Le Sens de l'humour

De et avec Maryline Canto (Fr, 1h28) avec Antoine Chappey, Simon Dajczman…


On se retrouve devant Le Sens de l'humour comme un voyeur qui épierait par le trou de la serrure la vie intime de son actrice-metteuse en scène Maryline Canto. Ce qui faisait le charme de son court-métrage Fais de beaux rêves, déjà fortement autobiographique mais qui préférait l'évocation au réalisme pur, s'envole ici : Canto y est à nouveau une femme brisée par la mort de son compagnon, qui se demande si elle doit en faire le deuil et démarrer une nouvelle histoire ou tenter de conserver son souvenir et le partager secrètement avec son fils.

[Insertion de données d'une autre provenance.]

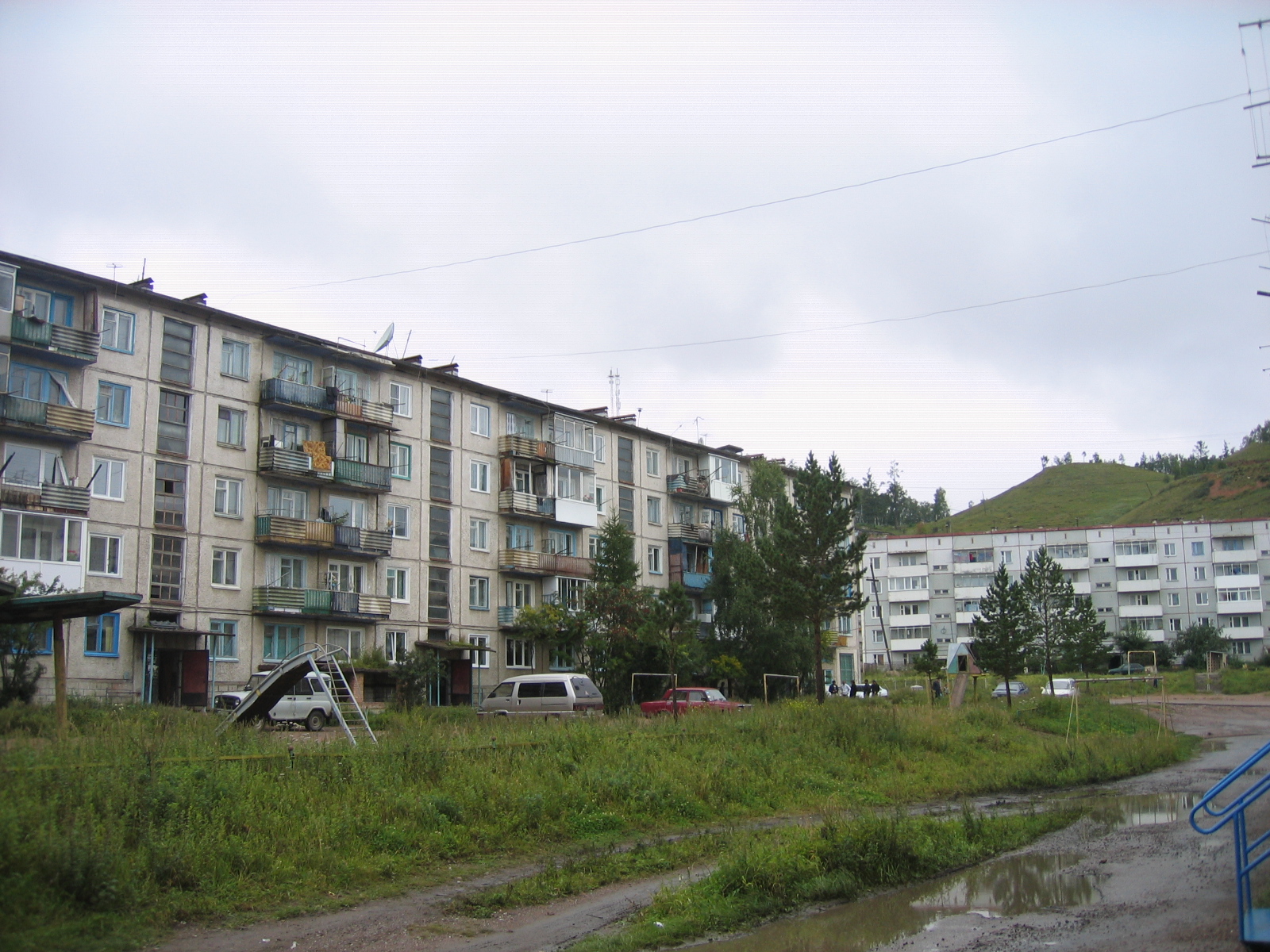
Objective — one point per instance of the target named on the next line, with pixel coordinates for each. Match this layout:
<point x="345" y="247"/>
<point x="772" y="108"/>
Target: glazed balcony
<point x="315" y="535"/>
<point x="67" y="423"/>
<point x="55" y="342"/>
<point x="272" y="600"/>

Sauf que la mise en scène penche du côté d'un naturalisme à base de scènes quotidiennes et de spontanéité des acteurs qui donnent le sentiment de ne jamais vraiment interpréter leur personnage. Quant aux quelques tentatives dramaturgiques, elles n'aboutissent nulle part – comme l'envie de judéité du fils, totalement oubliée dans le dernier acte.

Le film se préoccupe surtout de faire oublier qu'il est une fiction – les nombreux reflets de l'équipe technique dans les vitres y participent, sans doute involontairement – alors qu'au contraire, une distanciation minimale aurait sans doute effacé la gêne que l'on éprouve face à ces atermoiements. Que l'on s'y reconnaisse ou que l'on y soit absolument indifférent, le résultat est finalement le même : comme Guillaume Canet dans Les Petits mouchoirs, Maryline Canto cherche à effacer sans arrêt les puissances factices propres au cinéma pour créer une connexion directe et "vraie" entre l'auteur et le spectateur, qui ne passerait ni par le personnage, ni par l'écriture, ni par l'image, mais simplement par un vécu commun. Ce qui est la définition même du téléfilm, et Le Sens de l'humour en est un, sans discussion possible.